English teacher and newspaper editor Jillian Williams says that, for each issue, a student submits a recipe from home that reflects the family's heritage.
“This is one of the most popular segments that often receives positive feedback from our readers," Williams said. "Food brings people together and makes our students realize that cultural differences are good.”
Food and culture are also shared at the school's annual International Night, which the student reporters cover for the newspaper, known as The Little Lion, named after the school mascot.
While covering school events, students learn about freedom of the press, something that is not always present in their parents' native countries.
"They learn that to be a journalist you have to be inquisitive and know how to gather information from different sources," Williams said. "In the process, they learn about objectivity and how to present different points of view."
Learning is also integrated into each issue of the newspaper. Nicholas, who wrote a sports article for last month's issue, is now working on a section called “Math Games.”
“[We’re doing] addition for first [grade] and kindergarten," he said. "We’re doing multiplication for 2nd and 3rd [grades]. For 4th and 5th, we’re doing division, for them to figure out.”
Writing for the newspaper has boosted his classmate, Blaire's, interest in current events.
“It inspired me to read more newspapers because I used to think they were for older people not for kids, but now I realize that’s not true,” she said.
Long Branch students already produce a weekly TV show on current affairs. With the addition of the monthly Little Lion this school year, Williams says her students have more opportunities to develop new skills.

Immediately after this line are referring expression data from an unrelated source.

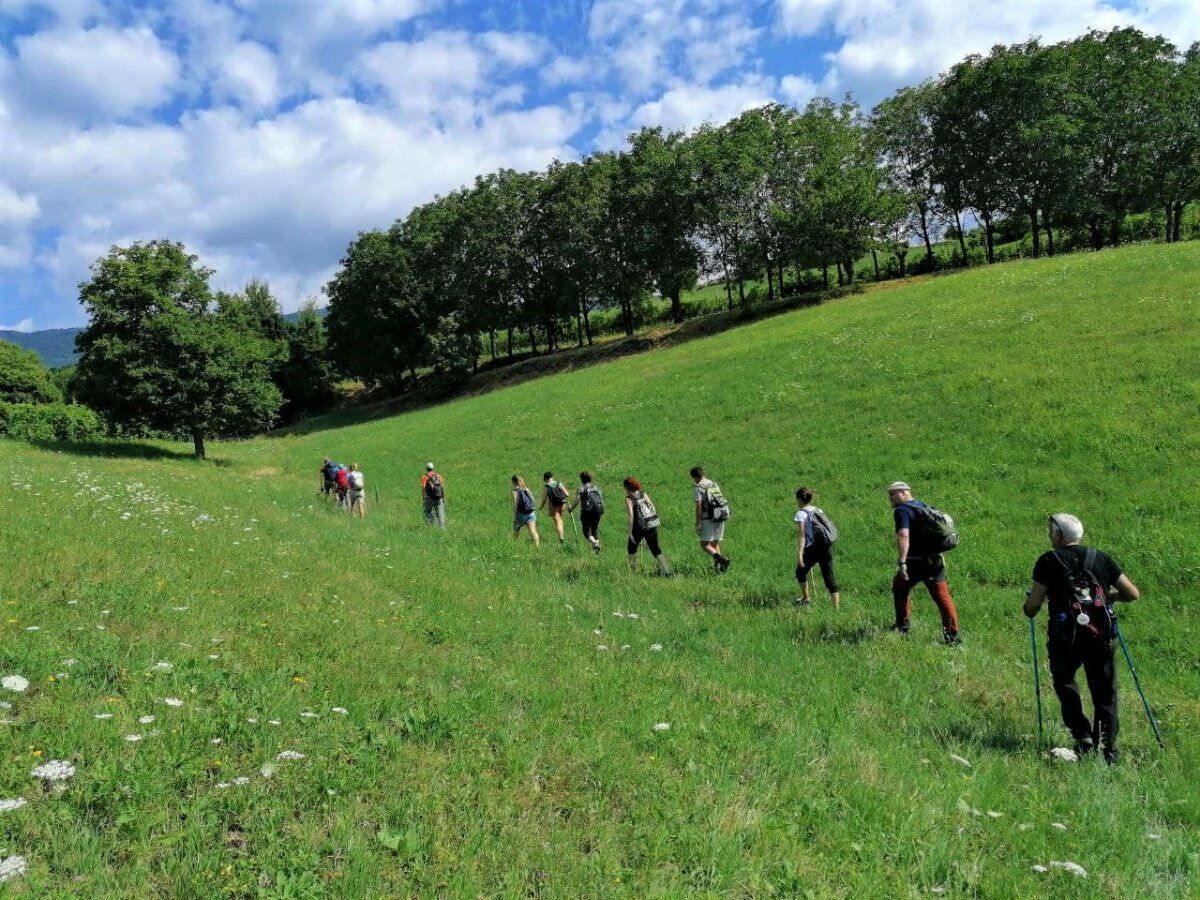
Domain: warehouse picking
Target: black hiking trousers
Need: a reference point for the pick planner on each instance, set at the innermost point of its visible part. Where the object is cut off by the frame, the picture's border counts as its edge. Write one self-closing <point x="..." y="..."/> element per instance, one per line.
<point x="1099" y="666"/>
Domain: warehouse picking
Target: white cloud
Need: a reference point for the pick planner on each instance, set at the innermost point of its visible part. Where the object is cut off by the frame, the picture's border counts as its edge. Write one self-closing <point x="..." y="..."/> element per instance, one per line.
<point x="885" y="45"/>
<point x="94" y="75"/>
<point x="687" y="106"/>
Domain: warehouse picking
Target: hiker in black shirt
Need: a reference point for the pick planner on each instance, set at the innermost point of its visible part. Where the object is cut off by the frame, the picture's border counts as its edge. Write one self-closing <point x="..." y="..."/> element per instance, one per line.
<point x="1080" y="634"/>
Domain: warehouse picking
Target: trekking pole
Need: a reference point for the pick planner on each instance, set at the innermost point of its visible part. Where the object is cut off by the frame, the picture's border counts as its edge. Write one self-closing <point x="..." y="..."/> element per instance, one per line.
<point x="1137" y="684"/>
<point x="1037" y="681"/>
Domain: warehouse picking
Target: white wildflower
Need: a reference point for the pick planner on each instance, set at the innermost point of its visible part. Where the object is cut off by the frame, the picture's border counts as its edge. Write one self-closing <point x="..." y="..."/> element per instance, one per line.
<point x="11" y="868"/>
<point x="53" y="771"/>
<point x="1073" y="868"/>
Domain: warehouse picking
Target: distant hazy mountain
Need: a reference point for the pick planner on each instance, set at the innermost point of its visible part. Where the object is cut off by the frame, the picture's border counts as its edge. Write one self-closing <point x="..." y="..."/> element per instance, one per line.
<point x="55" y="346"/>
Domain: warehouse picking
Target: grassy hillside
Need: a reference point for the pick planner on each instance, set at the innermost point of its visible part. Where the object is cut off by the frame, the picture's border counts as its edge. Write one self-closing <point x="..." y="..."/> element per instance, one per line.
<point x="491" y="747"/>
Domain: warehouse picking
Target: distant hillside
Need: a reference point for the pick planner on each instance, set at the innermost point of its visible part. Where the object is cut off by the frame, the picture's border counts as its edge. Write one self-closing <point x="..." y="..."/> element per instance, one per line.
<point x="55" y="346"/>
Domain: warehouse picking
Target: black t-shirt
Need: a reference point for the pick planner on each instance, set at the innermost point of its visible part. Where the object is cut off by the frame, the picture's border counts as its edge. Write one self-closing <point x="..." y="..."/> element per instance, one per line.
<point x="1050" y="571"/>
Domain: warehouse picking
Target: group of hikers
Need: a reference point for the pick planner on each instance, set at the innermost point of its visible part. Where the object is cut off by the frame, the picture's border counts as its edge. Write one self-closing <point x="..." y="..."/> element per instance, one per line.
<point x="346" y="485"/>
<point x="1079" y="583"/>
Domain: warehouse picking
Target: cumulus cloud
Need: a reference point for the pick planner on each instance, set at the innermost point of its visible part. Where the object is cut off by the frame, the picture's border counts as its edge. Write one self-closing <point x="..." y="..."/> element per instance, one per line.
<point x="94" y="75"/>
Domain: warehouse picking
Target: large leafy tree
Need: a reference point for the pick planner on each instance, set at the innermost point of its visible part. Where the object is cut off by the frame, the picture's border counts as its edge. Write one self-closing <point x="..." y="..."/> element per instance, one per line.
<point x="23" y="378"/>
<point x="156" y="355"/>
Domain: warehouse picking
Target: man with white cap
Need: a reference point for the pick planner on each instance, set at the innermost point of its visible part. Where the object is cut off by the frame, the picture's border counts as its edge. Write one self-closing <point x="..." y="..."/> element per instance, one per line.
<point x="916" y="564"/>
<point x="433" y="497"/>
<point x="1081" y="583"/>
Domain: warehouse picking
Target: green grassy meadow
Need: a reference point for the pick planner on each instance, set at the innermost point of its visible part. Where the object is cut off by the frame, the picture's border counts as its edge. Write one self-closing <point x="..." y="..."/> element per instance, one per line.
<point x="491" y="747"/>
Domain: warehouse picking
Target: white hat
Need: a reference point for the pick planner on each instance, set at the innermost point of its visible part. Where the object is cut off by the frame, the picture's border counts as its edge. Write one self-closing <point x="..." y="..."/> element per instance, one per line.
<point x="1068" y="527"/>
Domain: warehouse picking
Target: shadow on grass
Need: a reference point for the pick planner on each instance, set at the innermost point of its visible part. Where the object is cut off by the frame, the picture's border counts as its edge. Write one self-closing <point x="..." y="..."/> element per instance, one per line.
<point x="119" y="449"/>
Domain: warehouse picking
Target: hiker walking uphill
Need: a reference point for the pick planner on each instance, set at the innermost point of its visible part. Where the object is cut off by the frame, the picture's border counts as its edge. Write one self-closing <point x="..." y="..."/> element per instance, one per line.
<point x="923" y="534"/>
<point x="712" y="514"/>
<point x="815" y="537"/>
<point x="643" y="526"/>
<point x="328" y="477"/>
<point x="433" y="497"/>
<point x="357" y="487"/>
<point x="555" y="496"/>
<point x="525" y="513"/>
<point x="589" y="501"/>
<point x="1081" y="583"/>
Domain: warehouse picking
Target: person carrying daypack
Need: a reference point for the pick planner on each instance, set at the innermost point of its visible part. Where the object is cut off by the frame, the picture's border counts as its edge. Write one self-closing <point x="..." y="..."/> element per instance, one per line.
<point x="1081" y="583"/>
<point x="643" y="526"/>
<point x="589" y="501"/>
<point x="555" y="496"/>
<point x="525" y="511"/>
<point x="328" y="477"/>
<point x="342" y="485"/>
<point x="923" y="535"/>
<point x="712" y="514"/>
<point x="357" y="487"/>
<point x="433" y="497"/>
<point x="815" y="537"/>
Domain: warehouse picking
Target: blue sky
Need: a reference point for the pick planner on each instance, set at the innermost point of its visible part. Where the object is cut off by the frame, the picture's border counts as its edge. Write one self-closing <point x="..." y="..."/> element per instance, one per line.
<point x="265" y="133"/>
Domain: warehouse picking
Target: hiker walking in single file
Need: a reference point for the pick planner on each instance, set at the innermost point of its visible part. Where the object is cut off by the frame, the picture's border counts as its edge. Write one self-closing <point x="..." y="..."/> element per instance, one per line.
<point x="815" y="537"/>
<point x="923" y="534"/>
<point x="556" y="496"/>
<point x="525" y="513"/>
<point x="433" y="497"/>
<point x="643" y="526"/>
<point x="589" y="501"/>
<point x="357" y="487"/>
<point x="712" y="514"/>
<point x="1081" y="583"/>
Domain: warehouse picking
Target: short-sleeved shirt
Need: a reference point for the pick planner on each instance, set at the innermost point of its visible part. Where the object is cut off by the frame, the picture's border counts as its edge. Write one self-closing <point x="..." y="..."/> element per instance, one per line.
<point x="906" y="514"/>
<point x="1051" y="568"/>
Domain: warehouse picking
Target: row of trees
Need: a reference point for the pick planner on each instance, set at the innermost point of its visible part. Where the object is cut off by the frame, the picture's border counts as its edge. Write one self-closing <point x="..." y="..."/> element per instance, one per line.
<point x="1069" y="137"/>
<point x="163" y="354"/>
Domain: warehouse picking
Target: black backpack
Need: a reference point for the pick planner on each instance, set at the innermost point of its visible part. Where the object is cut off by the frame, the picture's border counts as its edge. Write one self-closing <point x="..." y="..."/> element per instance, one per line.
<point x="433" y="487"/>
<point x="591" y="499"/>
<point x="1090" y="617"/>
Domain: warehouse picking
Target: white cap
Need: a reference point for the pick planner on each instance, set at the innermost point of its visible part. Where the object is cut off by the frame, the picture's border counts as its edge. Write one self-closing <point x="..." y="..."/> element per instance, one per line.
<point x="1067" y="526"/>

“They’re going to figure out how they are going to get this article done. Do I need to research? Do I need to consult with another staff member or another student? Things like that. So they have to research, they have to plan, they have to organize. They have to edit, take pictures. They’re learning the writing process. They are learning how to communicate, express their ideas in different ways.”
Jillian Williams and her staff writers plan to keep The Little Lion growing, as they cover more topics each month, and encourage more students and parents to read the newspaper.